Re: [PATCH 00/10] sched/kvm: Semantics-aware vCPU scheduling for oversubscribed KVM
From: Christian Borntraeger
Date: Tue Nov 18 2025 - 03:18:22 EST
Am 12.11.25 um 06:01 schrieb Wanpeng Li:
Hi Christian,
On Mon, 10 Nov 2025 at 20:02, Christian Borntraeger
<borntraeger@xxxxxxxxxxxxx> wrote:
Am 10.11.25 um 04:32 schrieb Wanpeng Li:
From: Wanpeng Li <wanpengli@xxxxxxxxxxx>
This series addresses long-standing yield_to() inefficiencies in
virtualized environments through two complementary mechanisms: a vCPU
debooster in the scheduler and IPI-aware directed yield in KVM.
Problem Statement
-----------------
In overcommitted virtualization scenarios, vCPUs frequently spin on locks
held by other vCPUs that are not currently running. The kernel's
paravirtual spinlock support detects these situations and calls yield_to()
to boost the lock holder, allowing it to run and release the lock.
However, the current implementation has two critical limitations:
1. Scheduler-side limitation:
yield_to_task_fair() relies solely on set_next_buddy() to provide
preference to the target vCPU. This buddy mechanism only offers
immediate, transient preference. Once the buddy hint expires (typically
after one scheduling decision), the yielding vCPU may preempt the target
again, especially in nested cgroup hierarchies where vruntime domains
differ.
This creates a ping-pong effect: the lock holder runs briefly, gets
preempted before completing critical sections, and the yielding vCPU
spins again, triggering another futile yield_to() cycle. The overhead
accumulates rapidly in workloads with high lock contention.
I can certainly confirm that on s390 we do see that yield_to does not always
work as expected. Our spinlock code is lock holder aware so our KVM always yield
correctly but often enought the hint is ignored our bounced back as you describe.
So I am certainly interested in that part.

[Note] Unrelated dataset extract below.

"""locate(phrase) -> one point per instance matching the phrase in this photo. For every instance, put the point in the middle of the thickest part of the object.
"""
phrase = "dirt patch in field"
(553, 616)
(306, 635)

I need to look more closely into the other part.
Thanks for the confirmation and interest! It's valuable to hear that
s390 observes similar yield_to() behavior where the hint gets ignored
or bounced back despite correct lock holder identification.

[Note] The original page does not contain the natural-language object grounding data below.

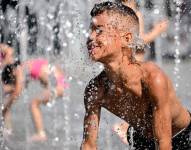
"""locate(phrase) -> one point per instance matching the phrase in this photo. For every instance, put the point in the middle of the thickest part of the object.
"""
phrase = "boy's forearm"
(86, 146)
(165, 145)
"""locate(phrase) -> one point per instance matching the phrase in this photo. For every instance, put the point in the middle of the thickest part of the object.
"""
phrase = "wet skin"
(133, 102)
(139, 93)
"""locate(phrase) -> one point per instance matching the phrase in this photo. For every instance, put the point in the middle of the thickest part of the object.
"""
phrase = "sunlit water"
(63, 120)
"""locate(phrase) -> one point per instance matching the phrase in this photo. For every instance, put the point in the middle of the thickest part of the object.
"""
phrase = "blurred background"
(57, 30)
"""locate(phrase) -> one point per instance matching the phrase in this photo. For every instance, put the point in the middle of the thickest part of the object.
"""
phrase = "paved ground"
(64, 120)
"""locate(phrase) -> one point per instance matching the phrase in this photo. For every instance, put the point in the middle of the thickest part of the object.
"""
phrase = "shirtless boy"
(139, 93)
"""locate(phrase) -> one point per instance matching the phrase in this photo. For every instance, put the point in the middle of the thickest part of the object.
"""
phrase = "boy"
(139, 93)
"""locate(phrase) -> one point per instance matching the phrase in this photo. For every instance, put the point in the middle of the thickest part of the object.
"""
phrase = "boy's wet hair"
(116, 7)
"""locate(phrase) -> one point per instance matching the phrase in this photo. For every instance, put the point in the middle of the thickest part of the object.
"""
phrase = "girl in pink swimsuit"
(39, 70)
(6, 55)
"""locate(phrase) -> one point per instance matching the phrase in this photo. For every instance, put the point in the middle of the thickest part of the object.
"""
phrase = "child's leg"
(37, 116)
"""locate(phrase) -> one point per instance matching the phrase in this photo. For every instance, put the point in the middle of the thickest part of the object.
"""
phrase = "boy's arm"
(91, 120)
(162, 126)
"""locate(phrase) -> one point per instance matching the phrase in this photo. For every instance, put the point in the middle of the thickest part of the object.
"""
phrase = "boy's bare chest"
(127, 104)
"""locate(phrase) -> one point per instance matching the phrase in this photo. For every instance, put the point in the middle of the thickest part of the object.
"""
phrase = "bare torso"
(132, 102)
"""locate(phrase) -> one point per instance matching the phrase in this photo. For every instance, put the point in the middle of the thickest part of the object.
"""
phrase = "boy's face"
(104, 40)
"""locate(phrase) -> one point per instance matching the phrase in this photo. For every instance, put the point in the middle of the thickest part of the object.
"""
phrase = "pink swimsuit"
(2, 56)
(36, 67)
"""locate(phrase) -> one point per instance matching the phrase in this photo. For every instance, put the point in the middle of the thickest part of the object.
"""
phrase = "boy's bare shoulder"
(95, 86)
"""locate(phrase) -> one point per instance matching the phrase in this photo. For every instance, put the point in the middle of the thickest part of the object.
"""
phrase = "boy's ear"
(126, 38)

Since your spinlock code is already lock-holder-aware and KVM yields
to the correct target, the scheduler-side improvements (patches 1-5)
should directly address the ping-pong issue you're seeing. The
vruntime penalties are designed to sustain the preference beyond the
transient buddy hint, which should reduce the bouncing effect.
So we will play a bit with the first patches and check for performance improvements.
I am curious, I did a quick unit test with 2 CPUs ping ponging on a counter. And I do
see "more than count" numbers of the yield hypercalls with that testcase (as before).
Something like 40060000 yields instead of 4000000 for a perfect ping pong. If I comment
out your rate limit code I hit exactly the 4000000.
Can you maybe outline a bit why the rate limit is important and needed?